Although Abrams argued he was not acting out of bigotry, and a three-member hearing board for the Presiding Disciplinary Judge agreed there was no evidence of that, the board determined Abrams violated the rule.

“This rule does not regulate bigotry; it regulates behavior,” the board concluded.

In reaching its decision, the board was unpersuaded by Abrams’s explanation that he was calling the judge a “sissy,” instead finding that he knew the slur referred to a gay man. It ordered Abrams to complete 18 months of probation in lieu of suspending his license. He also needed to attend ethics training, plus eight hours of cultural awareness and sensitivity education.

Abrams appealed to the Supreme Court, and his lawyers asserted the hearing board’s decision was intended to “demean Abrams by improperly attacking his psyche and unfairly suggesting he is a bad lawyer who is psychologically flawed.” Abrams further argued the disciplinary action against him impaired “his right to speak freely in Colorado and as a citizen of the United States of America.”

It "seems appropriate and needed," he added, for the Supreme Court to give lawyers a list of words that are unacceptable to use.

Justin P. Moore, assistant regulation counsel, responded that the First Amendment does not provide attorneys with an “impermeable cloak” to protect their comments.
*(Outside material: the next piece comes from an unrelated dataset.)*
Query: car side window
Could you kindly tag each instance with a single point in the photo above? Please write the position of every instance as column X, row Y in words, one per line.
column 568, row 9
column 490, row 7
He referenced the Supreme Court’s 2019 censure of former Court of Appeals Judge Laurie A. Booras, who privately called her colleague — a Latina judge — a “little Mexican,” using it as an example of the First Amendment not protecting biased comments.

According to the Supreme Court, in nearly 30 years, only four other attorneys have received sanctions for violating the rule against biased speech. Those instances involved lawyers employing sexist language, using the term “ghetto” in reference to a Black client’s child and making “overtly sexual comments” to a judge. Abrams’s slur against Douglass, Hart wrote, was “exactly the type of conduct” the rule was meant to curb.

The Court determined the rule was neither so broad nor vague that it failed to put lawyers on notice about what type of conduct was barred. The justices also believed the Presiding Disciplinary Judge did not abuse his authority by limiting favorable testimony about Abrams’s past interactions with the LGBTQ community.

“We agree with the hearing board’s conclusion that proof of a violation of this Rule does not require the People to demonstrate that an attorney actually harbors bias against a person on the basis of a protected classification,” Hart explained. “The Rule only addresses the attorney’s outward behavior; it does not attempt to police whether a lawyer privately holds prejudicial beliefs.”

Ann Stanton, president of the Colorado LGBT Bar Association, said this was the first time a lawyer had received public discipline for anti-gay comments, and the case illustrated a persistent need to eradicate bias in the legal profession.

"The conduct described in this disciplinary action is abhorrent. But the facts of this case reflect an all-too-familiar reality to many of us LGBTQ attorneys: anti-LGBTQ bias persists in the legal community today," she said. "Whether it's in the form of microaggressions, overt harassment, or discrimination, many of us have experienced some form of implicit or explicit bias in this profession on account of our sexual orientation or gender identity."

Abrams and his attorneys did not immediately respond to a request for comment.